Оставив девушку на попечение руководителя ансамбля 'Мелодия', мы с Чарским отправились на вокзал.
– Думал я дать вам в сопровождение своих помощников, ну тех оболтусов, что в первый раз вас ко мне привезли, - объяснял Анатолий Авдеевич уже в машине.
– Все-таки сумма серьезная, а они могли бы обеспечить какую-никакую охрану. Но потом решил, что незачем втягивать их в эти дела. Хоть я и доверяю им, но... Сами понимаете, 10 тысяч - большой соблазн.
– А как вы вообще с ними связались? Это же вылитые уголовники!

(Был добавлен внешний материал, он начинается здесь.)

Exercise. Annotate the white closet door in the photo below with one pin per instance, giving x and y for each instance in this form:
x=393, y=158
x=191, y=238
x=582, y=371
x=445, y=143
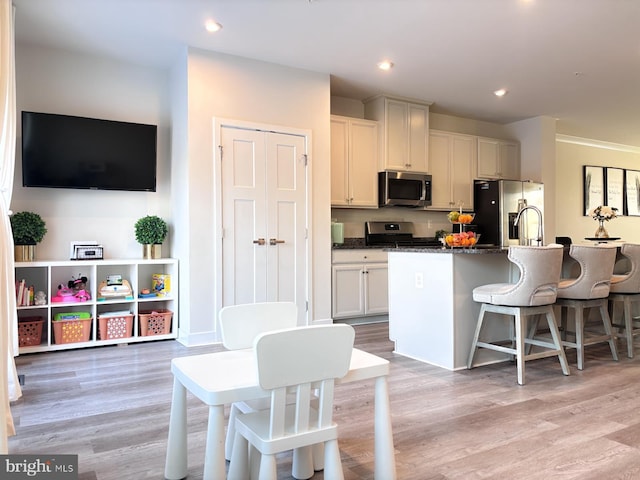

– Это длинная история... Тот, что помельче, его Митей зовут - мой племянник. Да-да, не удивляйтесь, - вздохнул Чарский, - в стаде не обошлось без паршивой овцы. Сестра-то была порядочная женщина, а в кого этот уродился... Похоже, в своего папашу, тот, прежде чем бросить сестру с мальцом на руках и скрыться в неизвестном направлении, успел набедокурить... Митька с малолетства шебутной был, а когда мать от онкологии умерла - совсем сорвался. В итоге ввязался в драку, кого-то там покалечил, и загремел на зону. Вышел два года назад, я и пожалел его, взял к себе порученцем. А Лева за ним присматривает, не дает глупости делать.
– Тоже ваш родственник?
– Нет, не родственник, - Чарский сделал вид, что не расслышал в моем голосе иронии.
– Митя с Левой в колонии познакомились. Тот масть не держал, так, слегка приблатненный, но и себя в обиду не давал, а заодно и племяша поддерживал. Они ж два москвича в Мордовской колонии оказались, в одном отряде. Земляки, вроде того. У Левы ни семьи, никого, детдомовский он. Вот Митька и привел его ко мне, мол, как брат мне Лева. Я прикинул - товарищ вроде серьезный, почему бы не оставить.